1958 thriller/war story. In February 1942, Singapore is about to fall
to the Japanese; one last ship makes it out, but those who made it
aboard won't have an easy trip to safety.
This is an interestingly transitional book: it's a war story like
MacLean's first two, with our heroes surviving dive bombers and
surface attacks, but for the most part it doesn't deal with military
forces, as most of the motley crew are civilians. And of course some
of them will be secretly working for the Japanese, who are here
presented in their full stereotyped wartime leering-yellow-devil
evilness (none of that "we could have been friends if not for the war"
here); playing spot-the-traitor is an important part of the process of
reading the book. Microfilm is, of course, involved.

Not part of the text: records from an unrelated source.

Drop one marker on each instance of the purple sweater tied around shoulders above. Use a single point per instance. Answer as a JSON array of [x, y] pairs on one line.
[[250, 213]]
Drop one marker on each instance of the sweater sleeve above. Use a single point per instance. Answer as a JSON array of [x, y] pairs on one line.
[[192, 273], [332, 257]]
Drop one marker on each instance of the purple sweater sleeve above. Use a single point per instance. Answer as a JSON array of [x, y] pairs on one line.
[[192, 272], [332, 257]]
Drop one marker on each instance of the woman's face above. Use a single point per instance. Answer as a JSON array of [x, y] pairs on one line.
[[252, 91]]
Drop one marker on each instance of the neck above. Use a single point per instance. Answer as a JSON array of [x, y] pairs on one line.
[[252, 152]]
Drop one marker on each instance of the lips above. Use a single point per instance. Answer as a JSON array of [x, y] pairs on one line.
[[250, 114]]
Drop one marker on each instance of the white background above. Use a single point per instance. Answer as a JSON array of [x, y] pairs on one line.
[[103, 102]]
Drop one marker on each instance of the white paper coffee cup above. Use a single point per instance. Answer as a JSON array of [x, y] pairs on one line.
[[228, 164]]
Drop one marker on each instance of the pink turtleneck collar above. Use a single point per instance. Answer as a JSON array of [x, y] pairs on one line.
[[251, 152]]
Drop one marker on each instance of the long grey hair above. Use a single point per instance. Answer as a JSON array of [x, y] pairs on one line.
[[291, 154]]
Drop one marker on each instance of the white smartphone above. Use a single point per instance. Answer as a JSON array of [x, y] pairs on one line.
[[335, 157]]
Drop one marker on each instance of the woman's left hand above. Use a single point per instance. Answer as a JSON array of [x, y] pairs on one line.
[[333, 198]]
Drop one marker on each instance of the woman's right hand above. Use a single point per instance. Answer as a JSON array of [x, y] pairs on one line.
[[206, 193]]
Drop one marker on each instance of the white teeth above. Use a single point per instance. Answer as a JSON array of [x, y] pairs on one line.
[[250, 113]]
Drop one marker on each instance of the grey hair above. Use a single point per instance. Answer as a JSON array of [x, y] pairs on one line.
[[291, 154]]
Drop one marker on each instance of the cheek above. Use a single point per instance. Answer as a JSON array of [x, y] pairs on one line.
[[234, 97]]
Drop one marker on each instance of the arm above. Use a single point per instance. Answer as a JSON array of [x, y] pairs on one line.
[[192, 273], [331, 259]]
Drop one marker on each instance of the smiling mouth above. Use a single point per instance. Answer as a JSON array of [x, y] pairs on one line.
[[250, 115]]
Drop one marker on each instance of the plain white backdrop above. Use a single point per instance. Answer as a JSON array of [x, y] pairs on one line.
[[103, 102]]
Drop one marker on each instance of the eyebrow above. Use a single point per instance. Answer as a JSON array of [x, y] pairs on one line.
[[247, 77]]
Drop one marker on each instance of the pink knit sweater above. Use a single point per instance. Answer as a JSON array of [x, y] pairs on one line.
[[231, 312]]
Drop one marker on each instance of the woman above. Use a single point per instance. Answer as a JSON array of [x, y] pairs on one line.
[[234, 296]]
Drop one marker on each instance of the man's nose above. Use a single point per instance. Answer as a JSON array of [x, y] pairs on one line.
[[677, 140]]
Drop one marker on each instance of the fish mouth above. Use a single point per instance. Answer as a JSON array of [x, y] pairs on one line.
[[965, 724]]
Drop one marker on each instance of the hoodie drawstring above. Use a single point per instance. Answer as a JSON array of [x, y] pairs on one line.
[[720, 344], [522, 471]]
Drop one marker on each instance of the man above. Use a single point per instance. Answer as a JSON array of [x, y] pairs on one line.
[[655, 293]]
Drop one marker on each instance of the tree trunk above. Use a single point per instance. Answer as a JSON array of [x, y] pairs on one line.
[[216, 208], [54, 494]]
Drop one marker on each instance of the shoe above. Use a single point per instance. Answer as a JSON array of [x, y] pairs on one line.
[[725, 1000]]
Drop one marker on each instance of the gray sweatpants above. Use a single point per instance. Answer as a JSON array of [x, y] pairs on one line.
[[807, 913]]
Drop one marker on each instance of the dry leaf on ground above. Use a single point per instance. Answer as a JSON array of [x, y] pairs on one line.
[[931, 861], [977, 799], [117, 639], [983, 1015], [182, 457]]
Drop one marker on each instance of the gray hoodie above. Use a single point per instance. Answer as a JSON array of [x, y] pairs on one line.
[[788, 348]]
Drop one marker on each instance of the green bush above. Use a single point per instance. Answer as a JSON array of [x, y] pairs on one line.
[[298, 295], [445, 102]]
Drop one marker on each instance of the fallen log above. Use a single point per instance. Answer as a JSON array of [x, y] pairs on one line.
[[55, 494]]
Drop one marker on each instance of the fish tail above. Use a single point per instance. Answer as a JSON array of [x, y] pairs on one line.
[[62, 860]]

Character development is minimal as usual, and I suppose that's fair
enough since this is mostly a thriller. I was interested mainly in the
setting, but we get out of Singapore pretty quickly, and most of the
action happens at sea. There are of course twists in which bad guys
reveal themselves to be good guys really, and vice versa; lots of
bravery, and selfishness, as appropriate to people's characters… All
right, someone is grabbed by a giant clam, and barracuda are "the most
voracious killers of the sea".
The action is non-stop and at times even tiring, and the ending is
rather abrupt. It feels dashed off, rather than having had the care
and attention that the first two books clearly received. Not peak
MacLean; it's rather more on a par with his later years.